At twelve Jordan’s one hell of an artistic talent, yet instead of cultivating that, his mother figures he’d be better off not taking Middle School with all his friends in New York’s Washington Heights, but attending the exclusive Riverdale Academy Day School. It might be academically prestigious, but Jordan is one of the few African Americans there.

To begin with New Kid seems relatively ordinary, Jerry Craft providing the experience without much feeling, but the longer it continues, the more his storytelling methods aggregate. The Association for Library Service to Children don’t award the John Newbery Medal to any old trash, and Craft picked it up in 2020.

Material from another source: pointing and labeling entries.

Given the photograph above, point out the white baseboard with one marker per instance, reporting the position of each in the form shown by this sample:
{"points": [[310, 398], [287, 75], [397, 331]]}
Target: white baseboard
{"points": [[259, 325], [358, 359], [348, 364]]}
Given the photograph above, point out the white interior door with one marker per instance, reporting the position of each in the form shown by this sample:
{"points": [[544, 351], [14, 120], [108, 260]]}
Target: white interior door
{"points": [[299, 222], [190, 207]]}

There’s no indication that New Kid is autobiographical, but Jordan sure loves to draw, and while New Kid is more about Jordan settling in than racism, there’s a subtlety about some incidents suggesting personal experience. Of course, it may not be Craft’s personal experience. An example is one of the two black kids in the small class being called the wrong name by a teacher. When it’s pointed out she apologises, and follows up by explaining the person whose name she’d used was a former student and difficult. Later the same teacher, again calling Drew by the wrong name, pulls him up for referring to Jordan as “dawg”, which is demeaning as he’s a human. An undercurrent of racism is detailed rather than overt name calling or physical attacks. There is some of that, but it’s more to do with the perpetrator being an idiot than a bigot. Teachers and pupils being patronising is another issue, but Craft recognises good intentions behind some misguided comments, and explains that feeling out of place at school is almost universal. For a long while there’s the impression that Craft is avoiding Jordan hanging out with his old friends, but that’s eventually dealt with very nicely. Were the story real, the pink shorts incident wouldn’t be forgotten.

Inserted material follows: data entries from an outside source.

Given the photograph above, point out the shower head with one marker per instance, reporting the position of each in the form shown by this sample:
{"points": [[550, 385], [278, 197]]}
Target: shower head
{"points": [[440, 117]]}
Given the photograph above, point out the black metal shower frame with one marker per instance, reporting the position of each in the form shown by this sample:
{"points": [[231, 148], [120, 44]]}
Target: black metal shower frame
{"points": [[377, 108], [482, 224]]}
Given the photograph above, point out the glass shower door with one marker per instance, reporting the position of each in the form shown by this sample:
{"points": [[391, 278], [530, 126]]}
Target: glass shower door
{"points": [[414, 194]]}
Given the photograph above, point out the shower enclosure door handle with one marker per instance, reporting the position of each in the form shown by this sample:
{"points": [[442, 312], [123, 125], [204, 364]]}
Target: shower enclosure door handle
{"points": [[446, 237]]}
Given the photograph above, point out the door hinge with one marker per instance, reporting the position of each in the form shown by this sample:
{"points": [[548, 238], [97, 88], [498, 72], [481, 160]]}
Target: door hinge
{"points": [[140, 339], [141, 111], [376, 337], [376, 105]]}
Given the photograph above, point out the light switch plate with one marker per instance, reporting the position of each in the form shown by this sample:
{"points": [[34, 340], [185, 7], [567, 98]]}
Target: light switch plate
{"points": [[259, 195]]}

Craft uses smart visual metaphors, seen on the sample page’s representation of worlds apart and a clarity about his layouts feeds into the needs of a younger audience. Also doing that is the intrusion of Jordan’s sketched explanations over spreads, explaining the lunch hall pecking order, an appreciation of Batman, Coach Bumdoody, or the difference between mainstream novels for children and African American novels for children.

There is an underlying message about us all being able to get along a little better if we put more effort into understanding rather than acting on assumption, but it’s not hammered home. Kids will pick up or they won’t, which is better than them putting New Kid down because they can see through an overstated message. Jordan’s a nice viewpoint into a world, and the way that world gradually opens is sympathetically handled in a graphic novel where the purpose is well defined and delivered.